Als Sportpsychologe arbeitet er seit Jahren für verschiedene Bundesligavereine. Er gilt als Experte für extreme Krisenerfahrungen von Teams in Krisensituationen (H96, VfL Wolfsburg).
Andreas Marlovits, was geht in den Köpfen von Spielern vor, wenn sie so brutal mit der Wirklichkeit konfrontiert werden und in Gefahr geraten wie das zuletzt beim BVB passiert ist? Wie jeden Menschen auch erschüttert und schockt es, wenn man unerwartet mit großer Gefahr konfrontiert wird. Wenn dann auch noch Verletzte zu beklagen sind, macht es die unmittelbare Bedrohungssituation und die eigene Ohnmacht noch deutlicher. Das gesamte persönliche System ist von der Heftigkeit der Situation einfach überfordert.

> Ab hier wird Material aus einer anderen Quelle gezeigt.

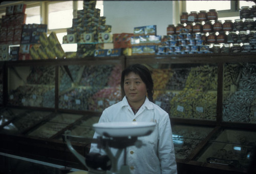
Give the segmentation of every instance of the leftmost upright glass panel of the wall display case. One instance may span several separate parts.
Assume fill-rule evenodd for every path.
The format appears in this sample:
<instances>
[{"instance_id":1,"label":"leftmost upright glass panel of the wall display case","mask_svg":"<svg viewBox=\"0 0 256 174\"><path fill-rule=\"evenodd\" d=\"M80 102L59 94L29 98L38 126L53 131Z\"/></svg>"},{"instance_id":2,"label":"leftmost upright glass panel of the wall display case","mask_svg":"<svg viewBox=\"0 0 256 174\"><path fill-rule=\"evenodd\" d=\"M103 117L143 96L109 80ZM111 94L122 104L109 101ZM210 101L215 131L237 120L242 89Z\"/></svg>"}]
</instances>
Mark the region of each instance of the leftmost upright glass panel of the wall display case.
<instances>
[{"instance_id":1,"label":"leftmost upright glass panel of the wall display case","mask_svg":"<svg viewBox=\"0 0 256 174\"><path fill-rule=\"evenodd\" d=\"M55 66L8 68L8 105L55 106Z\"/></svg>"}]
</instances>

Was muss ein Trainer leisten? Richtig schwierig für den Trainer ist, dass er sich in einer Doppelrolle befindet. Er ist ja zum einen selbst betroffen. Zum anderen ist er Führungsperson und verantwortlich für die Steuerung des Gesamtprozesses. Die schwierige Aufgabe für ihn besteht darin, das Erlebte so schnell wie möglich zu bearbeiten, um handlungsfähig zu werden.

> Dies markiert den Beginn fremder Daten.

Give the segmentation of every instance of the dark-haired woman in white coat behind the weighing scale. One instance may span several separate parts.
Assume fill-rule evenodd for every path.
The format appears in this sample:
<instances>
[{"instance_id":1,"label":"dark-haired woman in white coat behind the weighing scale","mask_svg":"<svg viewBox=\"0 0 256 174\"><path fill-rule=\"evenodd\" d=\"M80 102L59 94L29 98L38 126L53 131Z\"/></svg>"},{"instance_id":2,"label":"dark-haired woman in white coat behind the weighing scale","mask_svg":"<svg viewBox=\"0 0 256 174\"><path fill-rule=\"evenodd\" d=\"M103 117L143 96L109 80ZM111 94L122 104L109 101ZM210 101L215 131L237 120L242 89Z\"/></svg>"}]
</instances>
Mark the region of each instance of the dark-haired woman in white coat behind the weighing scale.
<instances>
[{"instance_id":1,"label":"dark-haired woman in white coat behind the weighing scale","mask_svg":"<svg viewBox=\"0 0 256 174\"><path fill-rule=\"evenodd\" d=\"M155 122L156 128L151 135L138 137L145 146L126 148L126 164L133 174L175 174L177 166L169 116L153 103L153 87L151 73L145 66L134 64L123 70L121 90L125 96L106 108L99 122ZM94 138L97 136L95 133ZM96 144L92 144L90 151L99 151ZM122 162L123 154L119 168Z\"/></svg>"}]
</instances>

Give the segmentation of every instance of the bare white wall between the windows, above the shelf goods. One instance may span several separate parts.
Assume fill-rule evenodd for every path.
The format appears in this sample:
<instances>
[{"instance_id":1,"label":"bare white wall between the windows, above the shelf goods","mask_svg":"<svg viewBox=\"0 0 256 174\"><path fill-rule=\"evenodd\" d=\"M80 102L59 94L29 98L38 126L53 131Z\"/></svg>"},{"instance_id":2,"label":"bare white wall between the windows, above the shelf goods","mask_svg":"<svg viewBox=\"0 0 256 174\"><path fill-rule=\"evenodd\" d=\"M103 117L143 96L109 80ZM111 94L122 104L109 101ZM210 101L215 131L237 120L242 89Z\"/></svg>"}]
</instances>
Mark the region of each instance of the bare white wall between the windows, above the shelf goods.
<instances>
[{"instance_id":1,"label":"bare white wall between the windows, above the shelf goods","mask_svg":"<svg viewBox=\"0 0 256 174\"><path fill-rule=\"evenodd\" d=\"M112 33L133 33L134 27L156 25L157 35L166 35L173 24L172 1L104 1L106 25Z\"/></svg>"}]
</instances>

Wie verhält sich ein Verein richtig? Aus meiner Erfahrung ist es wichtig, einen fachlichen Blick auf die Mannschaft zu werfen und dass man ihr eine wirksame Begleitung zur Verfügung stellt. Wird ein solch schockierendes Ereignis nicht aktiv bearbeitet, besteht die Gefahr, dass man in einer Art Traumatisierungsschleife stecken bleibt. Stabilität und Leistungsfähigkeit einer Mannschaft hängen dann an einem seidenen Faden. Zugleich sollte der Verein entsprechend Fans und Umfeld in den Prozess mit einbeziehen und auch sie aktiv einbinden.

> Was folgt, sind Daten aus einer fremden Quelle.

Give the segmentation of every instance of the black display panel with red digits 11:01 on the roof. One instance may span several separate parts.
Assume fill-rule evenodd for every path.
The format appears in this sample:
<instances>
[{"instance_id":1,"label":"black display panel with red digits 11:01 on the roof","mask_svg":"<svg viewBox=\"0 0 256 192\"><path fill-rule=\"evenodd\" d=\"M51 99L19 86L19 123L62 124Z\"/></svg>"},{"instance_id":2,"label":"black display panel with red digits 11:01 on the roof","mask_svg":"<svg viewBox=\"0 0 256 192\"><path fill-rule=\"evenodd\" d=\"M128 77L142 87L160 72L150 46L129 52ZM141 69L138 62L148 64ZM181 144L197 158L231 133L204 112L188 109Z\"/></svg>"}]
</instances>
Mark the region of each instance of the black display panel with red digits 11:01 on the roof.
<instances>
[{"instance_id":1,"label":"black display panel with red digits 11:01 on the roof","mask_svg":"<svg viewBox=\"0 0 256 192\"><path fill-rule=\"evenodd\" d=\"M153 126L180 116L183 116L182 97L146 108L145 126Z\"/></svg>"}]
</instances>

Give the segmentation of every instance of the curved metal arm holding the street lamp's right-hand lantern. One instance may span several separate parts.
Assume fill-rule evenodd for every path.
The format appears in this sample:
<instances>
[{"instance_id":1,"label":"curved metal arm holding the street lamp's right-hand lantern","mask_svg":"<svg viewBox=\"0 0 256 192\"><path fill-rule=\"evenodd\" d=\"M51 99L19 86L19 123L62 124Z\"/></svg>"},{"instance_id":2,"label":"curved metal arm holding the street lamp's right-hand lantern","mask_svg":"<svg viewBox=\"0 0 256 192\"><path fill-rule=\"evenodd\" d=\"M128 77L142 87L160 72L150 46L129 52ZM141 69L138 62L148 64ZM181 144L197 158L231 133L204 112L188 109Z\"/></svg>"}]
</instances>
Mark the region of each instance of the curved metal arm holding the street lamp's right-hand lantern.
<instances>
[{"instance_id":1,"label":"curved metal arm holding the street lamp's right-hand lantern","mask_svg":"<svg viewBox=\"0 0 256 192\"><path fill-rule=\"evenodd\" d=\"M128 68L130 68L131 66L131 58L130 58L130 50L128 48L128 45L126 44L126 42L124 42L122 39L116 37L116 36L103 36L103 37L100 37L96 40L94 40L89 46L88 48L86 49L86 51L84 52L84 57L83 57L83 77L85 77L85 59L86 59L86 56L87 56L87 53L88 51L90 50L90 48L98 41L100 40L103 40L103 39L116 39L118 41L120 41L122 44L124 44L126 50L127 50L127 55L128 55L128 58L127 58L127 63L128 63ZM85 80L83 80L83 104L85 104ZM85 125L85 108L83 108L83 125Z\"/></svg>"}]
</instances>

Ist es richtig, dass am nächsten Tag an gleicher Stätte gespielt wird? Die Spielstätte selbst ist ja nicht Ort des Anschlags gewesen. Insofern setzt man die Spieler nicht einer erneuten Belastung aus. Wichtig wird sein, dass man das Gefühl vermittelt, dass das Stadion sicher ist.